The Importance of Diligence and Avoiding Procrastination
by
Patrick R. Burns, Senior Assistant Director
Minnesota Office of Lawyers Professional Responsibility
Reprinted from Minnesota Lawyer (February 4, 2002)
An attorney was retained to probate an estate. The matter was substantially finished with only the filing of receipts and closing documents remaining. Before these were filed, however, the attorney misplaced the file and failed to take any further action for a year.
An attorney agrees to assist a client in filing for bankruptcy. A couple of months after accepting the advance fee for his services, the attorney closed his practice in Minnesota and moved out of state. The attorney did not inform his client of the move or provide contact information, nor did he complete the bankruptcy work — to the point of not even filing a petition. When the client eventually found a phone number for the attorney, a dozen calls for a status report went without response. The attorney finally refunded the fee 10 months after being retained and only a short time after the filing of an ethics complaint.
An attorney was retained to represent a client in a post-decree marriage dissolution matter. At the hearing, a stipulated agreement was entered into and the attorney agreed to draft an order memorializing the agreement. The attorney did not begin drafting the order for five months. (Again, the work began shortly after the filing of an ethics complaint.)

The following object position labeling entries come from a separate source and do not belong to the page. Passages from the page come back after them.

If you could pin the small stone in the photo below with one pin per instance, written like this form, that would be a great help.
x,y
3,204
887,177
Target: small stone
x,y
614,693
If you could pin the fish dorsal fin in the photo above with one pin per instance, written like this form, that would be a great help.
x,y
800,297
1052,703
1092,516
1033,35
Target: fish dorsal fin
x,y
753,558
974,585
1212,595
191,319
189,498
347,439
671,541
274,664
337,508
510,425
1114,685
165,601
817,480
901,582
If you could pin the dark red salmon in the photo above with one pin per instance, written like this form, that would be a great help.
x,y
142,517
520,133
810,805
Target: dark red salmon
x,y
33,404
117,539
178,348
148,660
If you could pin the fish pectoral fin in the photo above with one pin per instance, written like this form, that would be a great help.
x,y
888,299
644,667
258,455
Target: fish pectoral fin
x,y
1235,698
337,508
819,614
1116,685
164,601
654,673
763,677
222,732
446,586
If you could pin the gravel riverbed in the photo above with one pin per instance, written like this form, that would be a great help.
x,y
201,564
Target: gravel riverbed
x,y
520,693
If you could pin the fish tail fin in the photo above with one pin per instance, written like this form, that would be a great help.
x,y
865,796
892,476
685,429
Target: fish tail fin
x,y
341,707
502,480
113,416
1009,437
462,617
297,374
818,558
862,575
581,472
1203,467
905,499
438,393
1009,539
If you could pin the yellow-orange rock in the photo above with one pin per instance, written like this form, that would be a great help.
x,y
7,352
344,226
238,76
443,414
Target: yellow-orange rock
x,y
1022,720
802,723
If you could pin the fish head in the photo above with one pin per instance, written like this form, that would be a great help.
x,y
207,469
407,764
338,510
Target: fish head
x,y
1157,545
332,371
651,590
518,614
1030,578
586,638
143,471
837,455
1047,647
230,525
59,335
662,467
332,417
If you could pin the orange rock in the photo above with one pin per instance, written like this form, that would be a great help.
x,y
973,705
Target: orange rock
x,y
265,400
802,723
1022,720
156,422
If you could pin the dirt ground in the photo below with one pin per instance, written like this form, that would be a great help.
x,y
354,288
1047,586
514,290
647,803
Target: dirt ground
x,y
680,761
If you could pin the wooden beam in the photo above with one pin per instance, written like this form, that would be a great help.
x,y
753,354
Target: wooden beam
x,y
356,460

An attorney was retained to assist a client in the start-up of a business. Among the required actions was filing with the IRS before business could be commenced. The attorney failed to obtain and send to the client the necessary tax forms until almost a year and a half after being retained. This delayed the opening of the business.
These are four situations that last year gave rise to the issuance of admonitions to attorneys for, amongst other things, lack of diligence. The director of the Office of Lawyers Professional Responsibility issued 130 admonitions in 2001, with 39 of them involving a finding of a violation of Rule 1.3 of the Minnesota Rules of Professional Conduct.
The rule is really quite simple: "A lawyer shall act with reasonable diligence and promptness in representing a client."
There is, however, something about the practice of law that makes this difficult at times for some practitioners. Whether the lack of diligence is caused by market and economic pressures, the complexity of the law, or the paralyzing tendencies that arise out of dealing with the inherently ambiguous nature of relationships among people, it is hard for some lawyers to get everything that must be done accomplished in a timely fashion. In some cases, attorneys have taken on more work than they can handle. In others, some sort of psychological stumbling block has been reached that is seemingly insurmountable.
Regardless of the cause, the tendency to procrastinate (defined by Don Marquis as the art of keeping up with yesterday) must be overcome. As noted in the comment to Rule 1.3, "Perhaps no professional shortcoming is more widely resented than procrastination." There is much more to be said on this topic, but we’ve got some rapidly aging files we need to attend to.